But if they are mostly attached to vegetation and substrate below the surface and fish gorge themselves on snails underwater, how do we know when to imitate them? There are some subtle signs to look out for. Snails have developed lungs, comb-like gills, allowing them to breathe by coming up to the surface for oxygen, and that is our moment of opportunity.
Once they have detached themselves from the substrate, they slowly rise up to the surface, floating, suspended in the meniscus, whilst literally sucking in oxygen. This makes them very easy targets for fish. As snails cannot swim per se, they get blown by the wind or drift in the currents. The confusion is that you might see the odd fish boiling in the ripples or head and tailing along a wind lane, and you would be forgiven for thinking they are feeding on midge pupae.
Once the snails have refilled with oxygen, they then drop back down to attach themselves to the substrate. This is another "tell", as very often your fly is taken on the drop - a good time to switch to a snail imitation.

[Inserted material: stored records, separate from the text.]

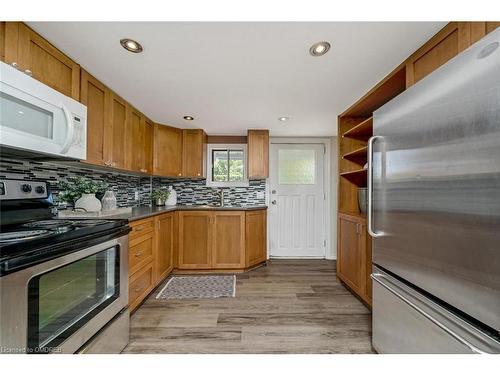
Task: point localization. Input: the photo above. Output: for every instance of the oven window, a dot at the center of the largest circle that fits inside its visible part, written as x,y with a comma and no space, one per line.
64,299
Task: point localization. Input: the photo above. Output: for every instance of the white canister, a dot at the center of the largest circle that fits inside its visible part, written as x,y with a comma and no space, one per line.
172,197
89,203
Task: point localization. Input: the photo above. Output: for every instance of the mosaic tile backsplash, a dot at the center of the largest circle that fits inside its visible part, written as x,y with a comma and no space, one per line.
189,192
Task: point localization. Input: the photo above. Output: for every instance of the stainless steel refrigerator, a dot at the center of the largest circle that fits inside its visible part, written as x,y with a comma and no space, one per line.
434,210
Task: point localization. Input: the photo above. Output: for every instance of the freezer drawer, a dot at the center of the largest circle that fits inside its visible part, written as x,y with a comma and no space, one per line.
405,321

How and where do we fish snail imitations? Whilst the focus has, in the past, been to fish snail imitations for trout, they are equally successful for yellowfish. It's best to use a floating line with a long leader - 12-15 feet - with your snail imitation as your point fly.

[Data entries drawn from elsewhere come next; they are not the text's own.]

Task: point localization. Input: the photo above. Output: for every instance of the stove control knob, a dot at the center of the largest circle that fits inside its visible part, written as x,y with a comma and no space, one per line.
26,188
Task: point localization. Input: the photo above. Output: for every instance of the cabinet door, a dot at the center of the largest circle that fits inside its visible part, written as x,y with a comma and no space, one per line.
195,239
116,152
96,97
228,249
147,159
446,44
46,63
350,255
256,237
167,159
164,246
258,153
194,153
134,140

Present your fly near structure, next to weed beds or over rocky areas - typical places where snails could attach themselves underwater. This is much like prospecting with a dry fly, and you fish the snail in the same way - let it drift and then hold on for the take as fish usually commit when taking a snail imitation.

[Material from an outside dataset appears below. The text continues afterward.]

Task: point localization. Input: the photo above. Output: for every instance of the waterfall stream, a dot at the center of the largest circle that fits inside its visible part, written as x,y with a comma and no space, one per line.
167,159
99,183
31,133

The method I enjoy most is presenting the snail on the edge of a ripple lane and allowing the wind to provide the necessary drift and bounce in the ripples. This area also proves productive when rigging a blood worm, and epoxy buzzer or daphnia imitation New Zealand-style, hanging about 40-60cm off the drifting snail. It is a good idea to twitch the fly every now and again to ensure you are in touch with the fly and there is no slack line caused by the wind.
I have taken this method to our rivers, targeting yellowfish very successfully. There I present the floating snail/dropper combination upstream and across, allowing the snail to bob on the surface through the current, while the dropper bounces just off the bottom. If the water is flowing too quickly and you cannot see the snail, place a strike indicator about a metre above the snail so you have some idea of how your presentation is drifting and you will be able to detect the take.
I have developed several snail imitations, all of which work well.
Floating snail: This is made by using a combination of shaped foam that is painted and sealed with Seal Skin, or foam dressed with dubbing, and securing a bead at the bend of the hook to ensure the snail floats vertically. This imitates the snail lying in the meniscus and is usually fished on its own, dead drift.
Dropper snail: For this snail I use foam, shaped and painted, then sealed with Seal Skin and finished off with peacock herl and saddle hackle bound at the eye of the hook This fly lies horizontally and is tied specifically on a barbed hook to secure your dropper fly which will then pull the snail pattern vertically when presented.
Weighted snails: These variations of your traditional Coch-y-Bonddu or Peacock and Spider, tied with a bead and tapered to suggest the shape of the snail. Use a floating line when you fish one of these flies, and position it as the point fly to pull down a team of unweighted nymphs. It should be fished using a very slow retrieve.
Fishing snail patterns requires extra patience, and while slowing down brings you in tune with your surroundings, the commitment of the take will bring you back to reality!